KUSA 9News, Denver, CO, the Tegna Inc. NBC affiliate wins its fourth Brooks Jackson Prize in the local broadcast category for its “well researched and well written” presentation that was “lively and interesting.” The APPC jury singled out reporter Brandon Rittiman for his “straightforward, clear and easy to understand” segments and reporter Marshall Zelinger, who “set himself apart by taking a viewer-friendly approach” to fact-checking political ads.
Local Broadcast Station
KXAN-TV, Austin, TX, an NBC affiliate owned by Nexstar, wins its third Cronkite for a deep examination of the conflicts of interest of the chair of the Texas Railroad Commission and her politically prominent family. KXAN reporters sorted through hundreds of public records and traveled across the state “in the service of making what could be a dry story compelling, understandable and necessary to the viewer.”
WFAA, Dallas-Fort Worth, TX, the Tegna-owned ABC affiliate, had its second Cronkite win. The jury cited WFAA’s overall commitment to political coverage that included prominent debates, roundtable discussions, truth tests and long-form reporting pieces on national security at the southern border. They were also hailed for dedicating the kinds of resources needed to produce in-depth political reporting.
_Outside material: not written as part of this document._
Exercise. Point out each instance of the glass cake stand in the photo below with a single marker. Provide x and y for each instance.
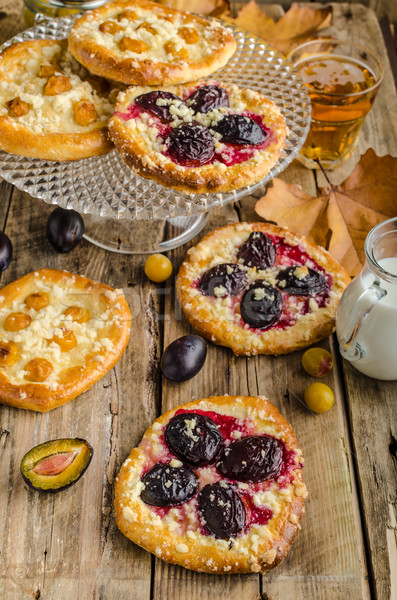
(130, 214)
WFAA’s “creative, diverse, thought-provoking and entertaining” programming could be something aired on the national level, the jury said.
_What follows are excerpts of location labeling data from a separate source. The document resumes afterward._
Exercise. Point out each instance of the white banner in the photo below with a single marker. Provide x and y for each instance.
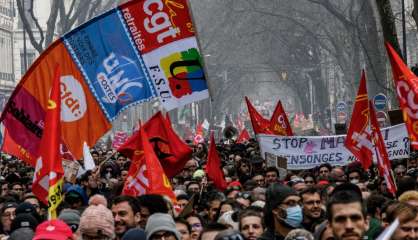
(305, 152)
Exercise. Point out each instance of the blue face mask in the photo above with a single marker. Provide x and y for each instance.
(294, 216)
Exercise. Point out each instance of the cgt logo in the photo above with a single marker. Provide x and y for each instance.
(184, 72)
(73, 100)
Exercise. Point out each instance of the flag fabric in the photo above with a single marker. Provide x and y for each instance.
(143, 54)
(358, 139)
(49, 173)
(244, 136)
(172, 152)
(146, 176)
(213, 166)
(406, 84)
(259, 123)
(279, 124)
(383, 163)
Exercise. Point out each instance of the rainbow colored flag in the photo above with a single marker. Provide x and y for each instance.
(141, 50)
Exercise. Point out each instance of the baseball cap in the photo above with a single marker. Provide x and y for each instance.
(53, 230)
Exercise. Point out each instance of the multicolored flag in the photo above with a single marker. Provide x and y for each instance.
(213, 166)
(146, 176)
(406, 84)
(260, 124)
(48, 176)
(358, 139)
(382, 157)
(172, 152)
(279, 124)
(134, 53)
Local Individual Achievement
Noah Pransky, WTSP-TV, St. Petersburg, FL, wins at this Tegna-owned CBS affiliate for his breaking coverage of “zombie campaigns” and his “extraordinary use of news formats to raise an issue that is probably not known by most.” Pransky, working with the data team at the Tampa Bay Times, took what began as the thread of a small story to uncover a pervasive problem within political campaign financing. “His presentation breaks new ground,” the jury said, “and his storytelling techniques are excellent.”
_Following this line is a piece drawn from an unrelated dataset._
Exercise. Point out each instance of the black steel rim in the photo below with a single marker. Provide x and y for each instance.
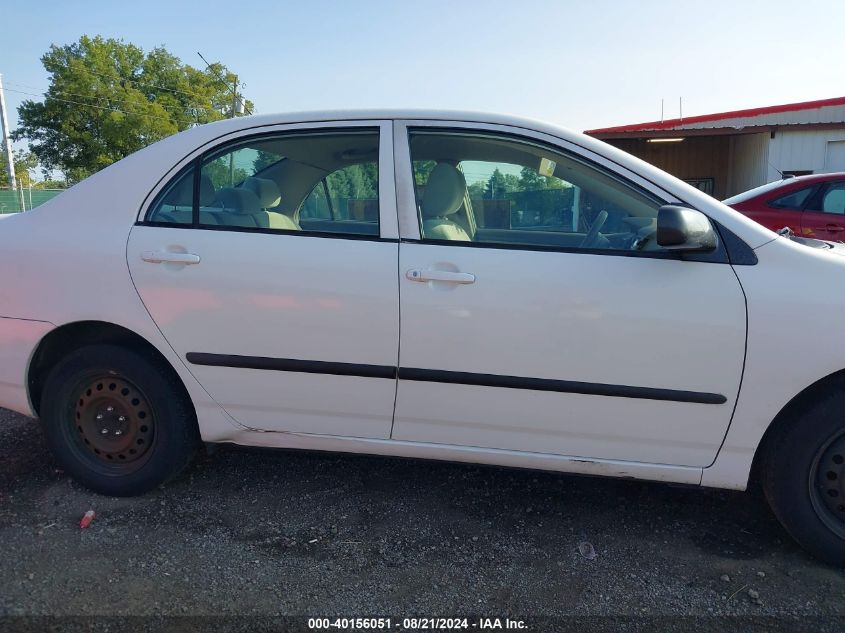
(114, 424)
(827, 484)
Special Commendation for Enterprise
Lilia Luciano, ABC10, Sacramento, CA, the Tegna-owned ABC affiliate, is commended for her work in “Puerto Rico Rises,” a four-part special on the U.S. territory in the aftermath of Hurricane Maria. The jury recognized her efforts to personalize the story of Puerto Rico’s rocky recovery and to tell it to viewers in a distant media market. “It is impossible not to watch this story,” the jury said, citing the pacing and immersive journalistic approach. “This piece takes viewers into the eye of two storms — one of nature, and one political,” they said.
Local Public Station
KCET, Los Angeles, CA, part of the Public Media Group of Southern California, wins its second Cronkite for “Divide and Conquer,” an episode of the series SoCal Connected, which tackled the racist history of gerrymandering in Los Angeles and its current-day application in California’s Kern County. The jury said the program was “hugely engaging and riveting to watch — a surprising piece on an important topic.”
Local Station Group
With 32 stations, Hearst Television garners its tenth consecutive Cronkite award for its “wide coverage of issues” and “reliable presence on the campaign trail.” Hearst’s recent launch of its national investigative unit focused on politics was also acknowledged by the jury as a “demonstrable and continued a chain-wide commitment to politics.”
The E.W. Scripps Company, with 36 stations, wins its second Cronkite award in this category. Judges were impressed by the station group’s “comprehensive coverage” of controversial topics like the gun control debate. Their programming “brought new energy” to the issues and provided their audiences with “original reporting that went beyond the headlines.”